On 07/05/2017 08:25 PM, Thiago Macieira wrote:
On quarta-feira, 5 de julho de 2017 15:31:28 PDT Phil Bouchard wrote:
For example in HTML we could have 1 root_ptr for each HTML page and when
this page is destroyed then the root_ptr guarantees all associated nodes
will be destructed as well.  When I refer to a node I mean the
representation of an atomic variable or a function in Javascript which
is pointed to by a reference counted pointer.  So you can have all the
mess you want in Javascript, when the page is destroyed then all memory
associated to that page is freed.

It's the same thing with QML and its windows.  When a window is
destroyed then all associated variables will vanish as well, cyclic or
not.  From my experience, the only way a window can return a value is
either by sending a signal with its parameters passed by value or by
storing them in some local database.  But the parent shouldn't have any
pointer connection of QML / Javascript type with its child window
(downstream) otherwise it's bad programming.  Ex.:

What's the advantage compared to the current model where the GC runs
periodically and frees unused objects before the window is closed?

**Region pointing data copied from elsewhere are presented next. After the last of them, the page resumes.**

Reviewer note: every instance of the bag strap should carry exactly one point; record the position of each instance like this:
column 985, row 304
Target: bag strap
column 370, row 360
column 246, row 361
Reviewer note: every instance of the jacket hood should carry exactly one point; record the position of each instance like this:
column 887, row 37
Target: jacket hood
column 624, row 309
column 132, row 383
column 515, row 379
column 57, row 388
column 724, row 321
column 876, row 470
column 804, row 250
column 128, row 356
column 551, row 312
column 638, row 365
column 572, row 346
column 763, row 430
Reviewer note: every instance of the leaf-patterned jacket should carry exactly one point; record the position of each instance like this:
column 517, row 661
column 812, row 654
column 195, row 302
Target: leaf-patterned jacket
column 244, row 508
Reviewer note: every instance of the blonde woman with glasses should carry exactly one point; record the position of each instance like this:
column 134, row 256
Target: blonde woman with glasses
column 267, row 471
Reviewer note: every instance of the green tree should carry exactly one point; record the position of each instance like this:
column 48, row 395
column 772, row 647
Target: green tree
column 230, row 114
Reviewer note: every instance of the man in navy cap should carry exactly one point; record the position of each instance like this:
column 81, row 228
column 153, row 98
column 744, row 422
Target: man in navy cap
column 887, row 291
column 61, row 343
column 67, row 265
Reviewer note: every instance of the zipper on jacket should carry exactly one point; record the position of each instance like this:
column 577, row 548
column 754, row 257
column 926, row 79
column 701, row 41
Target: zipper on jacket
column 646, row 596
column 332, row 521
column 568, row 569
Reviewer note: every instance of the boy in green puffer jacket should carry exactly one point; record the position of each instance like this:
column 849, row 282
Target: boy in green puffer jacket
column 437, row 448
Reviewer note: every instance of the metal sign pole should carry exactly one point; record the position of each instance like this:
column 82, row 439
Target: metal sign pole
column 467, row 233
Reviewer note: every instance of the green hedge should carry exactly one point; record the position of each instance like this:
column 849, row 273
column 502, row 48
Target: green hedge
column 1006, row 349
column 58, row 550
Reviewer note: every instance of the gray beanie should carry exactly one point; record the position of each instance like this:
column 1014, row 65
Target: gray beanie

- Well with root_ptr the behavior is 100% predictable thus you won't have these rendering lags at random times. It happened to me before when I had relatively complex listitems using shadows and a nested list of pictures for each item; the scrolling speed wasn't constant and I think that's a good way to measure this problem. With root_ptr the complexity will remain linear O(n).

- The code of Qt will be much simpler.

- You won't need a separate thread reserved for the garbage collector if that is already the case.

- The objects are destroyed is the exact reverse order they were constructed thus this will help debugging.